Using Fortanix Data Security Manager with Sectigo CA for Secure Certificate Generation

1.0 Introduction

This article describes how to integrate Fortanix-Data-Security-Manager (DSM) with Sectigo for code signing.

It also contains the information that a user requires to:

• Prepare the build server or code-signing workstation

• Configure Fortanix DSM for Sectigo CA code-signing integration

• Generate or import the private key and certificate

Fortanix DSM has a state-of-the-art code signing solution with the following capabilities:

1. FIPS 140-2 level 3 assurance for private key protection.

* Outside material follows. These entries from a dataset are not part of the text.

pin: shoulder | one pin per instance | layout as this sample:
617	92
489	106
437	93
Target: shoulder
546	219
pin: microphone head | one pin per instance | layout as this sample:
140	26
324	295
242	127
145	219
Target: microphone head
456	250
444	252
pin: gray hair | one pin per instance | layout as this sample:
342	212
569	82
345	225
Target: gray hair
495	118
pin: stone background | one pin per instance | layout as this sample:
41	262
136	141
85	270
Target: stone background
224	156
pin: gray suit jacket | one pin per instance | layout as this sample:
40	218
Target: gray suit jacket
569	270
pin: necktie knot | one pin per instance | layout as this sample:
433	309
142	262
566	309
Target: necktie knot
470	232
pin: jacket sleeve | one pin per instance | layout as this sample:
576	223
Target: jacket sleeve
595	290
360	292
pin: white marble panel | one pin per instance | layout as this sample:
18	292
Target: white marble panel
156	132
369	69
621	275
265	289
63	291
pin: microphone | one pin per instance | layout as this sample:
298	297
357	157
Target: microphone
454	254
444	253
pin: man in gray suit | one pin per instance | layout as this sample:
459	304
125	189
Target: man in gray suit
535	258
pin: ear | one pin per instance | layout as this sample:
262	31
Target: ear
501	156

2. Support for all types of asymmetric keys, signing, and hashing algorithms used in code signing. It also supports signing just the hash.

3. Code signing in large enterprises often requires verification of metadata associated with the data being signed, as well as access controls for key usage. These checks can be securely performed using plugins in Fortanix DSM.

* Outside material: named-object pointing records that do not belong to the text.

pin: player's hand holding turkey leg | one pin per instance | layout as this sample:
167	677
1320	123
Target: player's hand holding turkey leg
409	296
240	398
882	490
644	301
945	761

4. Code signing keys are highly sensitive, and their use should be tightly controlled. Fortanix DSM provides elaborate quorum-based policies to be configured for these keys, which require approval from M of N administrators before the signing operation is performed. Approvals can be obtained asynchronously and in a distributed manner.

5. Strict role-based access control, quorum-based approval workflows, automation, and detailed audit logs for all code signing operations.

6. Full support for REST APIs, KMIP, PKCS#11, JCE, Microsoft CAPI, and CNG for seamless integration with existing DevOps toolchains.

7. Code signing is future-proof in Fortanix DSM. Post-quantum algorithms, such as LMS, are already supported and can be used for code signing.

2.0 Preparing the Build Server/Code-Signing Workstation

The Server or Workstation that will be running the SignTool must have the following:

• Fortanix DSM CNG/EKM provider is installed on the system. Download the latest version from here.

  Once installed, validate that the provider has been correctly registered using the command: certutil -csplist

  

• SignTool is required and is included with the Windows 10 SDK. Download the latest version from here.

3.0 Configure Fortanix DSM

A Fortanix DSM service must be configured, and the URL must be accessible. To create a Fortanix DSM account and group, refer to the following sections:

3.1 Signing Up

To get started with the Fortanix DSM cloud service, you must register an account at <Your_DSM_Service_URL>. For example, https://eu.smartkey.io.

For detailed steps on how to set up the Fortanix DSM, refer to the User's Guide: Sign Up for Fortanix Data Security Manager SaaS documentation.

3.2 Creating an Account

Access <Your_DSM_Service_URL> in a web browser and enter your credentials to log in to Fortanix DSM.

For more information on how to set up an account in Fortanix DSM, refer to the User's Guide: Getting Started with Fortanix Data Security Manager - UI.

3.3 Creating a Group

Perform the following steps to create a group in the Fortanix DSM:

1. In the DSM left navigation panel, click the Groups menu item, and then click the + button to create a new group.

   

2. On the Adding new group page, do the following:

   1. Title: Enter a name for your group.

   2. Description (optional): Enter a short description of the group.

3. Click SAVE to create the new group.

The new group is added to the Fortanix DSM successfully.

3.4 Creating an Application

Perform the following steps to create an application (app) in the Fortanix DSM:

1. In the DSM left navigation panel, click the Apps menu item, and then click the + button to create a new app.

   

2. On the Adding new app page, do the following:

   1. App name: Enter the name for your application.

   2. ADD DESCRIPTION (optional): Enter a short description of the application.

   3. Authentication method: Select the default API Key as the authentication method from the drop down menu. For more information on these authentication methods, refer to the User's Guide: Authentication.

   4. Assigning the new app to groups: Select the group created in Section 3.3: Creating a Group from the list.

3. Click SAVE to add the new application.

The new application is added to the Fortanix DSM successfully.

3.5 Copying the API Key

Perform the following steps to copy the API key from the Fortanix DSM:

1. In the DSM left navigation panel, click the Apps menu item, and then click the app created in Section 3.4: Creating an Application to go to the detailed view of the app.

2. On the INFO tab, click VIEW API KEY DETAILS.

3. From the API Key Details dialog box, copy the API Key of the app to use it later.

4.0 Fortanix KMS CNG Provider

Perform the following steps to configure the Fortanix DSM CNG on the build server or code-signing workstation.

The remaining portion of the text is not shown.